About the job
Join our innovative team at Pinely as a Machine Learning Performance Engineer. We are on a mission to accelerate large-scale model training by optimizing our internal infrastructure and computing stack. In this pivotal role, you will engage with the entire training pipeline—from GPU kernels to system-wide throughput—utilizing profiling, CUDA-level tuning, and advanced distributed systems methodologies.
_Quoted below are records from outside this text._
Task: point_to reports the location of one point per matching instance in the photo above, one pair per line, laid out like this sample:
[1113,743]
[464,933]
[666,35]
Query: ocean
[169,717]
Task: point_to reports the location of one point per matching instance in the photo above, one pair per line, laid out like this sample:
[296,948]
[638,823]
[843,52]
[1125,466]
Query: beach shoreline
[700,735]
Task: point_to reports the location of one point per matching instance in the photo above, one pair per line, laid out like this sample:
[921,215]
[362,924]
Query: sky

Your contributions will be vital in minimizing training durations, enhancing iteration speeds, and maximizing computational efficiency.
As a key member of our growing team, you will help cultivate deep technical expertise in ML training systems.
Responsibilities:
- Enhance our model training pipeline to increase speed and reliability, facilitating quicker and more effective experimentation.
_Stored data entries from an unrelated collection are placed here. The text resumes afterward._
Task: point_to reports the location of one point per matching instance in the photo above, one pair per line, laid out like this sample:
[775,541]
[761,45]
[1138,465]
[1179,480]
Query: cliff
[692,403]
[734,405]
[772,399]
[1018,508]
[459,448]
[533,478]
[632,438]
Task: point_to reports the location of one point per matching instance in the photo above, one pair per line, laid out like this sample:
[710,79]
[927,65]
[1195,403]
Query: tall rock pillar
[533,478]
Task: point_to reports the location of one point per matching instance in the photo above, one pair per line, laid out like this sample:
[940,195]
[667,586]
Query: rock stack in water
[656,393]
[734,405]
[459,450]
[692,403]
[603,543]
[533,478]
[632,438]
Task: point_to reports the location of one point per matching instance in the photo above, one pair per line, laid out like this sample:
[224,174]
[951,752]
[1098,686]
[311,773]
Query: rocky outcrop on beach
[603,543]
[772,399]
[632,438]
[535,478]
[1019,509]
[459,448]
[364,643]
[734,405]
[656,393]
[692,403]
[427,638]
- Utilize GPU optimization techniques via tools like JAX, Triton, and low-level CUDA to elevate training performance and efficiency at scale.
- Diagnose and rectify performance bottlenecks throughout the ML pipeline—from data loading and preprocessing to CUDA kernels.
- Develop tools and expand our internal infrastructure to enable scalable, reproducible, and high-performance training workflows.
- Guide and mentor engineers and researchers in implementing performance best practices across the team.
- Assist in enhancing the team's capabilities in GPU and systems-level expertise, contributing to a culture of engineering excellence and rapid experimentation.
Requirements:
- Proven experience optimizing neural network training in production or large-scale research environments, such as reducing training time, enhancing hardware utilization, or expediting feedback cycles for ML researchers.
- Extensive hands-on experience with ML frameworks like PyTorch or JAX.
- Practical experience training and optimizing deep learning architectures, including LSTM and Transformer-based models with various attention mechanisms.
- Familiarity with CUDA, Triton, or other low-level GPU technologies for performance tuning.
- Expertise in profiling and debugging training pipelines using tools like Nsight, cprofiler, CUDA, gdb, or torch profiler.
- Comprehension of distributed training concepts including data/model/tensor/sequence/pipeline/context parallelism and memory-compute trade-offs.
- A collaborative and proactive approach, coupled with strong communication skills and the ability to mentor team members effectively.
- Strong proficiency in Python for developing infrastructure-level tools, debugging training systems, and integrating with ML frameworks and profiling tools.
What We Offer:
- Competitive salary and comprehensive social benefits.
- Attractive bonus structure; we are flexible in discussions regarding salary and employment conditions.
- Access to state-of-the-art hardware and software in production, alongside a highly skilled technical team.